FIG. 1 is a longitudinal sectional view of a valve closing state showing a mounted state of an on-off valve according to an embodiment of the present invention.

FIG. 2 is a longitudinal sectional view of the valve opening state.

FIG. 3 is a longitudinal sectional view of the booster on-off valve in a closed state before the forced drive device according to the present invention is mounted.

FIG. 4 is a vertical cross-sectional view of the valve opening state.

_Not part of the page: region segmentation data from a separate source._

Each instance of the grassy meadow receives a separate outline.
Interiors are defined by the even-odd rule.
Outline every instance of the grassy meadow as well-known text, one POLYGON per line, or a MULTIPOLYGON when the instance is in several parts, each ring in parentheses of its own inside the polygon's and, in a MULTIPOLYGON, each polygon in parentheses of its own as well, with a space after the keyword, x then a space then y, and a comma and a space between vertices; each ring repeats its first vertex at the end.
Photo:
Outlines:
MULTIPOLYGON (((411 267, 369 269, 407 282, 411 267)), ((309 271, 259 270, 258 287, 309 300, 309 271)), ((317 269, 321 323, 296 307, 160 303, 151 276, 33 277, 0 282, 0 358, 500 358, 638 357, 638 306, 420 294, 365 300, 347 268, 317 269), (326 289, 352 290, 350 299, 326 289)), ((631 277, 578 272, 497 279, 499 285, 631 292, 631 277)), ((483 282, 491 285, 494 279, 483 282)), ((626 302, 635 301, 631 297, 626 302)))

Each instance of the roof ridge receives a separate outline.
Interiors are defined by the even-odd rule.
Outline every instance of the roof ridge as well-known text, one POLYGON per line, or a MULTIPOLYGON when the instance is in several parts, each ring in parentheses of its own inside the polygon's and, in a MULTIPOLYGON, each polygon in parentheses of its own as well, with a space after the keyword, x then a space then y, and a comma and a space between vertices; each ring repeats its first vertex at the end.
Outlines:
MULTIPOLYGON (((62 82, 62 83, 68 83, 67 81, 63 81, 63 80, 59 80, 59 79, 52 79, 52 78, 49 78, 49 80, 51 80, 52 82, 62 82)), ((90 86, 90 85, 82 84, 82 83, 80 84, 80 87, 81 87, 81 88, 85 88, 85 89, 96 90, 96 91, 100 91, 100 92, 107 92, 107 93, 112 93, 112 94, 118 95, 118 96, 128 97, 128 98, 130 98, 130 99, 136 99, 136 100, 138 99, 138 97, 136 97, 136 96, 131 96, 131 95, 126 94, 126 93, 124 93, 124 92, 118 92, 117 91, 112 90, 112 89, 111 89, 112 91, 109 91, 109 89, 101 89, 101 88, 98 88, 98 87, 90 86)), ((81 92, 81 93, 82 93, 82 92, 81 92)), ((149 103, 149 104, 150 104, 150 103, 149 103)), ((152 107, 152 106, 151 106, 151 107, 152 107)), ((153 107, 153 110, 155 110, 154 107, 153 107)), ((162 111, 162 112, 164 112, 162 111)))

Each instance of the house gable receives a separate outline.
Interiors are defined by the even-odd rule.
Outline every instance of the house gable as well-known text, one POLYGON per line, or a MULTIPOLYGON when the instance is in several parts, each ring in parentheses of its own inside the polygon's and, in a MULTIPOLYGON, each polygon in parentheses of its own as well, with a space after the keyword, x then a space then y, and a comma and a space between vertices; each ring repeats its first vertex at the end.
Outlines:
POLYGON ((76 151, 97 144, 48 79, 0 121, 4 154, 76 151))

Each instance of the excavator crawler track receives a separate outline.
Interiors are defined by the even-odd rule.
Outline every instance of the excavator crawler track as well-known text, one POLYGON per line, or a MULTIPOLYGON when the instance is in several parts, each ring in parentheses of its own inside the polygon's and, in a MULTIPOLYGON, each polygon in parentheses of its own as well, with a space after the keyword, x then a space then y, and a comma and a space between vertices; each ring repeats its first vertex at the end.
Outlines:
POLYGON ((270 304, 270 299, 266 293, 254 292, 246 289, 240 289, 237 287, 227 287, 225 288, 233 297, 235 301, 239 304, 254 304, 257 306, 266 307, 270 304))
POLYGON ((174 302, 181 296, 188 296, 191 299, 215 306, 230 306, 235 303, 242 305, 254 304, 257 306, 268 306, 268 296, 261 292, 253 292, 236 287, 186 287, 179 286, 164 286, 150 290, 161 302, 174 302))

FIG. 5 is a perspective view showing a relationship between a tapered surface portion, a floating roller member, and a valve shaft floating member of the booster on / off valve shown in FIGS. 1 to 4;

FIG. 6 is a perspective view similar to FIG. 3, showing another example of the shape of the tapered surface portion of the booster on / off valve shown in FIGS. 1 to 4;

[Explanation of symbols]

 DESCRIPTION OF SYMBOLS 11 Flow path block 15 Annular valve seat 16 Metal diaphragm 18 On-off valve body 20 Boosting on-off valve 21 Housing (cylinder) 22 Valve shaft 23 Valve shaft roller member 24 Valve shaft assembly 25 Floating roller member 26 Operating member 27 Valve rod 27a2 Wedge surface 29 Piston body 30 Fixed partition 31 Valve opening pressure chamber 32 Stopper surface 33a Axial passage 33b Radial passage 34 Pilot pressure introduction port (female screw) 35 Opening / closing control valve 36 Pilot pressure source 37 Compression spring (biasing means) 38 Atmospheric release chamber 41 Female thread hole 42 Detent hole 43 Nut housing seat 50 Manual operation unit 51 Nut housing 52 Rotating operation body 51a 52a Screw 53 Connecting rod 54 Detent pin 55 Head 56 Male screw

Claims (3)

[Claims] 1. A valve rod for operating a valve element which opens and closes a flow path by coming into contact with and separating from a valve seat; spring means for urging the valve rod in a direction in which the valve element closes or opens the flow path; and this spring means A fluid driving means using a fluid pressure for moving a valve rod against the valve; a manual operation mechanism for moving the valve rod against a spring means independently of the fluid driving means. A forced drive device for the on-off valve. 2. A forcible drive device for an on-off valve according to claim 1, wherein the fluid drive mechanism includes a piston body integrated with the valve rod; a housing in which the piston body is slidably fitted; A pressure chamber defined by the housing; and a working fluid supply means for guiding a working fluid to the pressure chamber. The manual operating mechanism is coaxially screwed to the valve rod and protrudes from the housing in a screwed state. A rotating operation body supporting the connecting rod so as to be freely rotatable relative to each other and moving together in the axial direction; and screwing the rotating operation body to restrict rotation on the housing coaxially with the connecting rod. A forcible drive of an on-off valve comprising: a provided nut housing; 3. The forcible drive device for an on-off valve according to claim 2, wherein the connecting rod, the rotary operation body, and the nut housing are detachable from the piston body and the housing.